Spatial vs Temporal Resolution: The Fundamental Trade-Off in Satellite Imaging
Quick Answer: Satellite imaging involves a fundamental trade-off: high spatial resolution (detailed pixels) typically means lower temporal resolution (less frequent revisits), and vice versa. A 30 cm commercial satellite may revisit every 3-5 days; Sentinel-2 at 10 m revisits every 5 days; MODIS at 250 m provides daily coverage. Constellations of small satellites (like Planet) attempt to break this trade-off. Choose based on whether your application needs detail or frequency.

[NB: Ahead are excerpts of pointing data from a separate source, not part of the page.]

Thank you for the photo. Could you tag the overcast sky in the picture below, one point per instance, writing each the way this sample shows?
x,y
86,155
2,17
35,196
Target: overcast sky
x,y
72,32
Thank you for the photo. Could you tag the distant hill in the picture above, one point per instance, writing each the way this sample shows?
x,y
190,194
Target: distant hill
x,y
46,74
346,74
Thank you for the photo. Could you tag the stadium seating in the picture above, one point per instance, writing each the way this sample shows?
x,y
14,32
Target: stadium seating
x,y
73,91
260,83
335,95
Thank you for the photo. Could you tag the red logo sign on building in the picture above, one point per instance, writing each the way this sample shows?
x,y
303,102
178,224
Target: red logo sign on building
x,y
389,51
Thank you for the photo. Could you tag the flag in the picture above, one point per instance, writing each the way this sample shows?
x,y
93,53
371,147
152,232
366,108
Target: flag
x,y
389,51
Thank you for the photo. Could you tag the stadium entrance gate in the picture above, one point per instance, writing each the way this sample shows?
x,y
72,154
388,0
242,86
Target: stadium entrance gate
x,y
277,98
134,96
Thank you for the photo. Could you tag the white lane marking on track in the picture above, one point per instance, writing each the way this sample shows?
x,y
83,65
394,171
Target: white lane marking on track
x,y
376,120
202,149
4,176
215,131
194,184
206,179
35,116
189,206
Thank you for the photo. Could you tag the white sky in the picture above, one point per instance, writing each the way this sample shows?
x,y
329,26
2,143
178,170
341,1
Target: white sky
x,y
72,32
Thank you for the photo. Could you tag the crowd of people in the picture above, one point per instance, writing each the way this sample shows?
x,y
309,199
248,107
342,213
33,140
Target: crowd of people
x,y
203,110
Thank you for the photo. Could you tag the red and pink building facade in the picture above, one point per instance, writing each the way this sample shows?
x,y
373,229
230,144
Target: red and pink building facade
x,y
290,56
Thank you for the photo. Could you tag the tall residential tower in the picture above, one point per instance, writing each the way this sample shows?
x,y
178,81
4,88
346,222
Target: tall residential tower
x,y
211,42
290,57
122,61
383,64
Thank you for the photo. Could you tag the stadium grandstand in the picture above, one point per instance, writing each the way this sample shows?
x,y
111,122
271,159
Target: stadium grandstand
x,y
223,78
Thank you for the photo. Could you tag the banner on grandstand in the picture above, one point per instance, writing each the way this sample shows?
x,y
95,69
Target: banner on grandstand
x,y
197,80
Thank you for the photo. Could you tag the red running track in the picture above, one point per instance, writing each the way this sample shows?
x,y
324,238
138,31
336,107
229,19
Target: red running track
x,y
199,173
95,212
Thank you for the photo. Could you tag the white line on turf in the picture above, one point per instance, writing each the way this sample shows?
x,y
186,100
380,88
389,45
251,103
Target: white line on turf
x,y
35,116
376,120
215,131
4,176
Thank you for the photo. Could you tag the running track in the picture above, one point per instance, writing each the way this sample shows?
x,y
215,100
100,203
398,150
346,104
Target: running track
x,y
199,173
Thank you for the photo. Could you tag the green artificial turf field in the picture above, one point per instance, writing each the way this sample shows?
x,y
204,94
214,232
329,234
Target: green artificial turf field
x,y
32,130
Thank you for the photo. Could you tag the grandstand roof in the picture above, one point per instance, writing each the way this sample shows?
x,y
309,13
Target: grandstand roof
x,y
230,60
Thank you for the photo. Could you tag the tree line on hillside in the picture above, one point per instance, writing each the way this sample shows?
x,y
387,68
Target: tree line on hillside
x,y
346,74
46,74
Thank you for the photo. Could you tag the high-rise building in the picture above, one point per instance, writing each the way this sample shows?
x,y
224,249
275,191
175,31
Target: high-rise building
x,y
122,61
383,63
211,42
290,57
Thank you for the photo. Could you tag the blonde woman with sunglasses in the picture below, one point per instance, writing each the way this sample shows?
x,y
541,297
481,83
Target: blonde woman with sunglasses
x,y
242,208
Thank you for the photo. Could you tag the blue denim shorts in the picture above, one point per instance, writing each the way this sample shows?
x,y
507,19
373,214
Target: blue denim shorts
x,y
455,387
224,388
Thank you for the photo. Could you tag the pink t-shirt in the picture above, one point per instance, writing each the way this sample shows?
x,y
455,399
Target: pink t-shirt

A project manager once asked me for daily 1-meter imagery of a construction site. When I quoted the cost and explained that no single satellite could deliver that, his response was: "But don't satellites fly over every day?"
They do. Just not the same satellite, at the same resolution, over the same spot, every single day. That conversation was my first lesson in explaining the resolution trade-off to non-specialists.
The Physics Behind the Trade-Off
Imagine you're taking photos from an airplane. If you use a telephoto lens (high spatial resolution), you capture fine detail — but only a small area. To cover a larger region, you'd need more passes. If you switch to a wide-angle lens (lower spatial resolution), you capture a wider area per frame but lose the fine detail.
Satellites face the same constraint. A sensor designed to resolve 30-centimeter objects has a narrow field of view — perhaps a 15 km swath width. That narrow strip means the satellite needs many orbits to cover the same area that a wide-swath sensor captures in one pass.
Sentinel-2, with its 10-meter resolution, has a 290 km swath width. That wide coverage, combined with two satellites, achieves 5-day revisit at the equator. A commercial satellite at 30 cm resolution might only cover a 10-15 km strip, requiring deliberate tasking (pointing the satellite) to image a specific location.
Resolution Spectrum in Practice
| Satellite/Sensor | Spatial Resolution | Temporal Resolution | Swath Width |
|---|---|---|---|
| MODIS (Terra/Aqua) | 250 m – 1 km | Daily (global) | 2,330 km |
| Landsat 8/9 | 30 m (15 m pan) | 16 days (8 with both) | 185 km |
| Sentinel-2A/B | 10 m | 5 days (both satellites) | 290 km |
| Sentinel-1A/C | 5×20 m (IW mode) | 6 days (both satellites) | 250 km |
| SPOT 6/7 | 1.5 m (0.5 m pan) | Daily (tasked) | 60 km |
| Planet SkySat | 50 cm | On demand | 8 km |
| Maxar WorldView | 30 cm | 1–3 days (tasked) | 13 km |
The pattern is clear: as spatial resolution improves, temporal frequency drops and swath narrows.
When Spatial Resolution Wins
Some questions demand detail:
Infrastructure monitoring: Counting vehicles in a parking lot, measuring building footprints, detecting small-scale construction changes — you need sub-meter imagery. A 10-meter pixel would blend the parking lot with its surroundings.
Urban mapping: Distinguishing individual buildings requires 1–2 meter resolution. At Sentinel-2's 10 meters, a city block becomes a handful of mixed pixels.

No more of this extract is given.